— Я не среди воров живу! — возмутился Касбот Далов.
Доти Матович, подсев к Чорову, принялся внимательно перечитывать справку, подчеркивая цифры.
Чоров продолжал, не слушая оппонента:
— Чтобы не мешать расхитителям, председатель сел на коня — и был таков. А на току только того и ждут, чтобы уволочь сапетку початков. И еще нахальства набрался — вводить нас в заблуждение: «Сотни три центнеров пришлось привезти назад». Куда ты повез эти три сотни? Где они? — Чоров уже почти визжал. — Я повторяю: мы зря теряем время. Нужно воздать по заслугам тем, кто потворствует расхитителям: надо исключить Далова из рядов партии.
В зале воцарилась гнетущая тишина. Чоров шумно дышал, отдуваясь. Участники обсуждения не спешили с выводами, ждали, что скажет Доти Матович. Всеобщее молчание действовало Чорову на нервы:
— Как, товарищ полковой комиссар, исключаем? — почти шепотом спросил охрипший «райнач» комиссара, подсевшего к нему поближе, чтобы можно было переброситься словами в сложной обстановке.

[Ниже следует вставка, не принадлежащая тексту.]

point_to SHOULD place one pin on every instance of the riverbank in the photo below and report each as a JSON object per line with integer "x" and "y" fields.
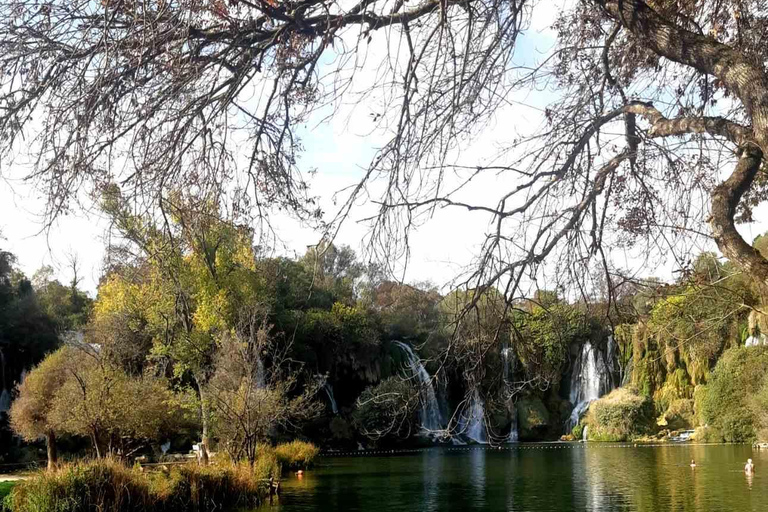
{"x": 595, "y": 477}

Доти Матович полистал толстый блокнот, будто там искал ответы на вопросы, поднял голову, поглядел на Далова.
— Где руку потерял?
— Под Сталинградом. — Далов с трудом перевел дыхание. — Граната в руке разорвалась.
— Мы все фронтовики, меченные войной! Нечего прикрываться фронтовыми заслугами! — Чоров почувствовал, что земля под ним заколебалась… — Кто за исключение, прошу голосовать!
Доти Матович не успел сказать ни слова, как Касбот изо всей силы рванул на себе телогрейку. Все увидели ордера и медали, украшавшие его грудь, нашивки за ранения. От ватника отлетели пуговицы, покатились по дощатому полу.
— Ты не исключишь меня из партии, Чоров! — Далов говорил громко, задыхаясь. — Я не отдам тебе свой партбилет. Не отдам, слышишь, я партийные взносы платил не деньгами — кровью. Вот пометки об их уплате. — Далов стукнул кулаком по полоскам нашивок. — Ты бросил мне обвинение, а я возвращаю его тебе. Это ты, ты повинен в гибели хлеба. Никто с токов кукурузы не уносил. Ни одного початка! Ручаюсь за это головой. Пусть колхоз останется без семян, пусть ни грамма мы не раздадим на трудодни, но весь урожай пойдет в государственные закрома. Возможно, мы бы выполнили план. Однако по твоей милости нам его завысили! Кому-то занизили, а нам завысили. В схватке я, может быть, лишусь уже не руки, а головы, но тебя выведу на чистую воду. Я поеду в Москву, там все выложу. А вы голосуйте!.. — голос председателя «Верхнего Чопрака» дрогнул, из груди вырвалось что-то похожее на рыдание, на стон, но он мгновенно овладел собой и, резко повернувшись, направился к двери.
— Далов, подожди! — почти крикнул полковник. И строго заговорил: — Тебе еще не разрешили уходить. Грозишься вывести Чорова на чистую воду, а сам бежишь с поля битвы?! Не по-сталинградски это. А мы-то еще не высказались!.. Лично я верю тебе, Далов!
— Пусть бежит. Прикрывается, понимаешь, боевыми заслугами! — Чоров хотел еще что-то сказать, но понял, что сейчас лучше смолкнуть.
Далов остановился у самого выхода, будто собирался выскочить на порог, если у него захотят отнять партбилет.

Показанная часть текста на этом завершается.